6.会議への同行
「ウサギちゃん、明日外の会議だからついてきて」
朝からベルシュタイン室長に連れられて行ったのは、王都内にある別の魔草研究所だった。私やベルシュタイン室長のいる研究所よりも歴史が古く建物も古い。
長い廊下を歩いて行くと、大きな講堂に出た。室内は広くたくさんの研究者らしき人達がいる。皆、一様にスーツを着こんでいる。いつもは白衣に開襟シャツで、ボタンを外して着ているベルシュタイン室長も今日はスーツだ。
こうしてきちんとした格好をしている室長は、とても素敵だと思った。いつもはサラサラに下りている前髪はオールバックに上げられ、左耳のピアスだけがシャラシャラと普段と同じように揺れていた。
私も滅多に着ないのスーツを着込んでいるが、頭の良さそうな研究者の集団の中酷く浮いている気がした。

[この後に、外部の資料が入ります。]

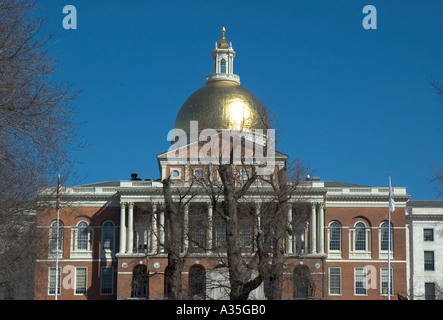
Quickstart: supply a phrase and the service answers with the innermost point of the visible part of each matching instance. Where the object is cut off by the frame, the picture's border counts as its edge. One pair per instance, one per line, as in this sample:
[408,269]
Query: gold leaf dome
[222,105]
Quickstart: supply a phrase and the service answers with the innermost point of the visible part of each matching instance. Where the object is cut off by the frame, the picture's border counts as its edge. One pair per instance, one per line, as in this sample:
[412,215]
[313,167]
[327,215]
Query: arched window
[384,236]
[140,282]
[360,236]
[108,236]
[223,66]
[304,286]
[82,236]
[53,242]
[334,236]
[197,282]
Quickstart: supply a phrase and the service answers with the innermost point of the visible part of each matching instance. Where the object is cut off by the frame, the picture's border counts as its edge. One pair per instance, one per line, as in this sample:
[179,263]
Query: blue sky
[351,103]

居心地が悪くて、ベルシュタイン室長の後ろに隠れて、スーツの端っこを少しだけ掴んだ。
「どうした?ウサギちゃん」
俯いている私に、振り返って心配そうに見てきた室長にハッと気がつき、
「すみません。大丈夫です」
と笑顔で返し、パッと手を離した。
「気後れしたか?大丈夫。みんなたいしたことない奴らだよ」
金の瞳を細めててふわりと笑い、室長は私の頭をポンポンと撫でた。
「室長にとってはそうなんでしょうけど、わ···私こういう場所あまり来たこと無くて」
口角を上げながら話したが、不安から指をモジモジと動かし続けた。
「いいよ、掴んでて」
室長は前を向き直し、私から視線を外した。
一応承諾はもらったし、やっぱり心許ないから掴ませてもらおう。
おずおずと手を伸ばし、室長のスーツの端っこをまた掴んだ。席に案内されたが、私は室長にぴったりとくっついて座った。
私はおそらく秘書代わりに連れていかれたであろう。にも関わらず、結局会議中私はベルシュタイン室長のスーツを握る以外何も出来ず、役立たずのまま帰ることになった。